Bien que les tests Endopredict® et Prosigna® soient rétrospectifs contrairement à Mammaprint et Oncotype Dx®, l’apport des critères cliniques dans le calcul du risque de rechute est une donnée complémentaire qui peut être utile pour les équipes.

Les indications de ces tests

Les patientes concernées par cette nouvelle approche dépend du type de test utilisé. Les cas sont résumés dans le tableau  ci-après :

Le remboursement de ces tests

Officiellement ces tests ne sont pas remboursés en France par la Sécurité Sociale. Dans d’autres pays tels que le Royaume-Uni, l’Espagne, le Canada, la Suisse ou encore l’Allemagne, ils sont remboursés. Toutefois, il est de plus en plus évident que l’économie générée par la disparition de 30% de chimiothérapies présente un avantage économique  comparé aux coûts de ces test (entre 1000 et 3000 euros chacun).

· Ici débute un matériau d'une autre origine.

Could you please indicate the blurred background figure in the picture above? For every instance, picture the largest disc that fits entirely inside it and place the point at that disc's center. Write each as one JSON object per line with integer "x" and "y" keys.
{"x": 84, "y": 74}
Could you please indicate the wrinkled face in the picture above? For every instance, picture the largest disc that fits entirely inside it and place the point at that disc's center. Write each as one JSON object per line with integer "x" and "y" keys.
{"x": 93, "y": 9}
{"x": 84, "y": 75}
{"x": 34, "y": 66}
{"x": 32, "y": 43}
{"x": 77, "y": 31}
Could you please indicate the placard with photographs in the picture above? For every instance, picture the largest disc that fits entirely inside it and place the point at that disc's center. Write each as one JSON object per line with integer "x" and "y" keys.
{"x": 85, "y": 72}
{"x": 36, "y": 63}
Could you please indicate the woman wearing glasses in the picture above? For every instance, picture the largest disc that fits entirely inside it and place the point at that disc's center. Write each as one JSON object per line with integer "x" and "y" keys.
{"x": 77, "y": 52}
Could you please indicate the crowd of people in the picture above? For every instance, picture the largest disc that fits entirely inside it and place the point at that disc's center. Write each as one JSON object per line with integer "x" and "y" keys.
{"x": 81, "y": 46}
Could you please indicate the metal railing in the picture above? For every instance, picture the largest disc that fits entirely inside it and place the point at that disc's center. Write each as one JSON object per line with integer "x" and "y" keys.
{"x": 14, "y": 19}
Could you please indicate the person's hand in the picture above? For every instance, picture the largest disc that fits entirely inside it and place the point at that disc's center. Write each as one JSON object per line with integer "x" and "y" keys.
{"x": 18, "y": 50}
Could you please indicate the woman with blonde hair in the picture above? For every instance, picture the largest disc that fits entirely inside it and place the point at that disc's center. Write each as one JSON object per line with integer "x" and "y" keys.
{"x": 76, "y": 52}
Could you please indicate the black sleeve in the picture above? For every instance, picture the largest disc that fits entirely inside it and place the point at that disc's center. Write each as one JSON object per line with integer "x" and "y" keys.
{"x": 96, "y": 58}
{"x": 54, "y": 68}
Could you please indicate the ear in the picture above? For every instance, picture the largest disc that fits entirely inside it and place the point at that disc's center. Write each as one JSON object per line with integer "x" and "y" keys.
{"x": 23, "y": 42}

La Direction Générale de l’Organisation des Soins (DGOS) du Ministère de la Santé a mis en place un nouveau système de soutien à l’innovation en biologie et en anatomie et cytologie pathologiques (ACP) : le référentiel des actes innovants hors nomenclature ou RIHN. La volonté de la DGOS est que le référentiel RIHN accueille des actes réellement innovants de biologie médicale et d’anatomocytopathologie.  Et, près bien des tours et des détours, un processus de remboursement a été  proposé en 2016. Le système est complexe, comme souvent en France,  mais il permet de ne plus limiter l’accès aux tests à quelques femmes chanceuses, riches ou bien informées. Le dispositif est financé par la Direction Générale de l’Offre de Soins qui dépend du Ministère de la Santé (et pas de l’Assurance Maladie) avec, pour les établissements demandeurs, un remboursement fixé à 1850 Euros.

On notera cependant que le dispositif ne fait pas le tri dans les tests remboursés, remettant à demain les choix nécessaires car  les signatures génomiques ne sont pas identiques (le nombre de gènes, les gènes testés,  les technologies utilisées et la qualité des études de validation diffèrent beaucoup.